E-Billing Projections

Consumer adoption of Internet-based billing and payment applications continues to increase, as 22% of the U.S. adult population will be using these applications by the end of 2002, up from 16% percent in 2001. The research, conducted by Gartner, also projects that by the end of 2005, the number of consumers using online account management and e-billing applications will have grown to 45% of the U.S. adult population. Gartner says credit-card issuers are the most savvy of marketers and the most advanced in customer service. Applications in which consumers interact directly with billers have earned at least 20 times the adoption of the recent bill-consolidator model that requires consumers to change normal interaction patterns. Gartner analysts said that consumers prefer viewing and paying their e-bills directly at biller Web sites rather than registering for a consolidated model at their bank’s (or other service provider’s) Web site, where they can only receive two or three of their major bills. Credit card issuers and telecommunications companies have been the most aggressive in developing e-billing Web sites and developing customer service functionality around them.

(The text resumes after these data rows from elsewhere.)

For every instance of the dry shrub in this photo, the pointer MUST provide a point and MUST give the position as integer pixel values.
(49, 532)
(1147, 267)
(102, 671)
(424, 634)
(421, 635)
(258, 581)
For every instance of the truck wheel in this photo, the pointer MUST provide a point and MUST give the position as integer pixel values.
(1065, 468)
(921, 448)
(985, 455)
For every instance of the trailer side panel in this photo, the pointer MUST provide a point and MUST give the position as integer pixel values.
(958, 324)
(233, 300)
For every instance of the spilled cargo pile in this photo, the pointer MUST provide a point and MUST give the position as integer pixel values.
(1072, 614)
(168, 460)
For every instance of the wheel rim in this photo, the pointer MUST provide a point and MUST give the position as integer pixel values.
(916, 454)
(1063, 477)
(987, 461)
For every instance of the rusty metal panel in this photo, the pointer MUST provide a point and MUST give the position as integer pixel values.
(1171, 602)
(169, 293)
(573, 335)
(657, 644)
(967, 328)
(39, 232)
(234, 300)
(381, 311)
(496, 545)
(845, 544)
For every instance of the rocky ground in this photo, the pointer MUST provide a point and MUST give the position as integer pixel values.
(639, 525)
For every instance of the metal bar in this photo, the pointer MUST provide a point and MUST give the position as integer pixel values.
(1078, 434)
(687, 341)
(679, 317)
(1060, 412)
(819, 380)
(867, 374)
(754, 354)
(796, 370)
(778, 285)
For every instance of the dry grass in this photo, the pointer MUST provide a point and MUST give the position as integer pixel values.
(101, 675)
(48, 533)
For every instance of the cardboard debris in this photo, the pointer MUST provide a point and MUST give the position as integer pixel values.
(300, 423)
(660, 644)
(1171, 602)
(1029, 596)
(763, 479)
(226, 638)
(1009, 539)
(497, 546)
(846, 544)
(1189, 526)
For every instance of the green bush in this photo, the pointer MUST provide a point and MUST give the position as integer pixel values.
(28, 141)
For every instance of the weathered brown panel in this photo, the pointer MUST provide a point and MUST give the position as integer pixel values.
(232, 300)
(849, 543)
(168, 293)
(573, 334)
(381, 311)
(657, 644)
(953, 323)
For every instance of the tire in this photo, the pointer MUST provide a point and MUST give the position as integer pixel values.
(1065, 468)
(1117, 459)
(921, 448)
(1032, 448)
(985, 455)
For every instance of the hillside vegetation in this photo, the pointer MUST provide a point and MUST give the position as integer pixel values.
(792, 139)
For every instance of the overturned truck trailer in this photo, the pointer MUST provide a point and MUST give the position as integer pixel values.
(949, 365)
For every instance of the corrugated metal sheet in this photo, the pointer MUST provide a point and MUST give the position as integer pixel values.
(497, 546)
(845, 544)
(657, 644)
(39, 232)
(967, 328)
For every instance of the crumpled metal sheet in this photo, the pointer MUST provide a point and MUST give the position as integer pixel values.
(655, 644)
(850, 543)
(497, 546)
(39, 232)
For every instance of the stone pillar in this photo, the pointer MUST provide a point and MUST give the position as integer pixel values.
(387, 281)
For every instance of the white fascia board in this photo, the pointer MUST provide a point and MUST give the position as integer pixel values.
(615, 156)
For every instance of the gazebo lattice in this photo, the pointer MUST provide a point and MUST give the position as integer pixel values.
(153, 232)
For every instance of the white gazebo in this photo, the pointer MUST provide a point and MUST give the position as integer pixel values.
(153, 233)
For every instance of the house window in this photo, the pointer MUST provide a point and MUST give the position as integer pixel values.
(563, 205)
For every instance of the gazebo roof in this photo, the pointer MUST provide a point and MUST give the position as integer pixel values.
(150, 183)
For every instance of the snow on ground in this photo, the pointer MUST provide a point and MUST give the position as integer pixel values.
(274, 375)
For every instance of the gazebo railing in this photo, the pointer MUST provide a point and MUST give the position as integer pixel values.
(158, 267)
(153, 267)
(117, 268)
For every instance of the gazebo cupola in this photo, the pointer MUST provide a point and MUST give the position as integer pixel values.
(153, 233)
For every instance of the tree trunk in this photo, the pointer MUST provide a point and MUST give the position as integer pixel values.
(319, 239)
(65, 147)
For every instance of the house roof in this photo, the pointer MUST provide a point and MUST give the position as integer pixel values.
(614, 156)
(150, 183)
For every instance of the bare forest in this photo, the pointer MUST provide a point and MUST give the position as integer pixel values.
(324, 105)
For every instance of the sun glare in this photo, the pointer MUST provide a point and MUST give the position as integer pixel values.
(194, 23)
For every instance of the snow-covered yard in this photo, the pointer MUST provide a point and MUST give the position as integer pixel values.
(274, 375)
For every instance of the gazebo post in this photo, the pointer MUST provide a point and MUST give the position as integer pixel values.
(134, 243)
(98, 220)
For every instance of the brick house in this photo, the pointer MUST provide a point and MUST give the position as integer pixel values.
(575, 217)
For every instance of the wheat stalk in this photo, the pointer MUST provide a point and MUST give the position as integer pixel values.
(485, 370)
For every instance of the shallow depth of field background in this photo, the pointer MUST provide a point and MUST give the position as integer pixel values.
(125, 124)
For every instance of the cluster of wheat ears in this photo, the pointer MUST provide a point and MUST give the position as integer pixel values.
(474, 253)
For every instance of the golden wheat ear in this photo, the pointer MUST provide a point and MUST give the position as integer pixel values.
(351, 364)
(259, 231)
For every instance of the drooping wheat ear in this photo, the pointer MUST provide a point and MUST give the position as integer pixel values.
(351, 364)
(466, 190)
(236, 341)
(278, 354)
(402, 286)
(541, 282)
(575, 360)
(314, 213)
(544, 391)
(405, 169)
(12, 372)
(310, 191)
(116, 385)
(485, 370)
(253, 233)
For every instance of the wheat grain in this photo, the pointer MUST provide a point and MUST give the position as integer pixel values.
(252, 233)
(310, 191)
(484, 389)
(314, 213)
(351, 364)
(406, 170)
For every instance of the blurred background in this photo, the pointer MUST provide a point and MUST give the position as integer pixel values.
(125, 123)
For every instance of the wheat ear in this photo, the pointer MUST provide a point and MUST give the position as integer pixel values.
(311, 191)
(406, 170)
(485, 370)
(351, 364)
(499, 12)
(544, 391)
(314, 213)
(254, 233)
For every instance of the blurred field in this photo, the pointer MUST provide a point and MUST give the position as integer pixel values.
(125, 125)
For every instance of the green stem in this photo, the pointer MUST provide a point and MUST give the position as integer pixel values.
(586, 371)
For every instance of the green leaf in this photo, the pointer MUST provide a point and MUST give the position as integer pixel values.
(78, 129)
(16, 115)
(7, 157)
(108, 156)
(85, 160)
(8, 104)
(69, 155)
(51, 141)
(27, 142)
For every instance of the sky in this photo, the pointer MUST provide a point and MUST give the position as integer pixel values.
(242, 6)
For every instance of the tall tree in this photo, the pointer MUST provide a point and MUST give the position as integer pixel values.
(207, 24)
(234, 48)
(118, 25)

CMS Signs The North West Company

San Francisco-based Credit Management Services has signed The North West Company, which operates 176 food and general merchandise stores in northern Canada and Alaska, as a client to use CMS’ credit card application solution to support its private label credit card business. CMS provides a powerful application solution that helps credit card providers (retailers, banks, financial institutions, private label and co-branded credit providers) become more competitive. CMS’ proven solution offers strategic advantages to corporate credit programs.

Travel Holdouts

The economic uncertainty continues to impact consumer travel. Nearly 80% of respondents to a Hotwire survey said they have yet to book December holiday travel, with 61% planning to put off the task until at least November. Additionally, 23% plan to wait until the last minute, saying they won’t book December travel until after Thanksgiving. At the same time, 57% of those planning to purchase December holiday travel say they want to be careful about how much they spend on holiday travel this year, citing concerns about the economy as the reason they plan to spend less. Hotwire says U.S. flying capacity is down at least 10% from last year. This means airlines are flying with fewer open seats and charging higher fares.

TSYS & 5Star Bank

5Star Bank has signed a 5-year renewal agreement with TSYS for consumer and commercial card account processing for 5Star’s 200,000 card portfolio. 5Star Bank, with $215 million in assets and $100 million of credit card loans under management, is a niche provider of depository and credit card services to its customer base, including members of its parent company, Armed Forces Benefit Association (AFBA).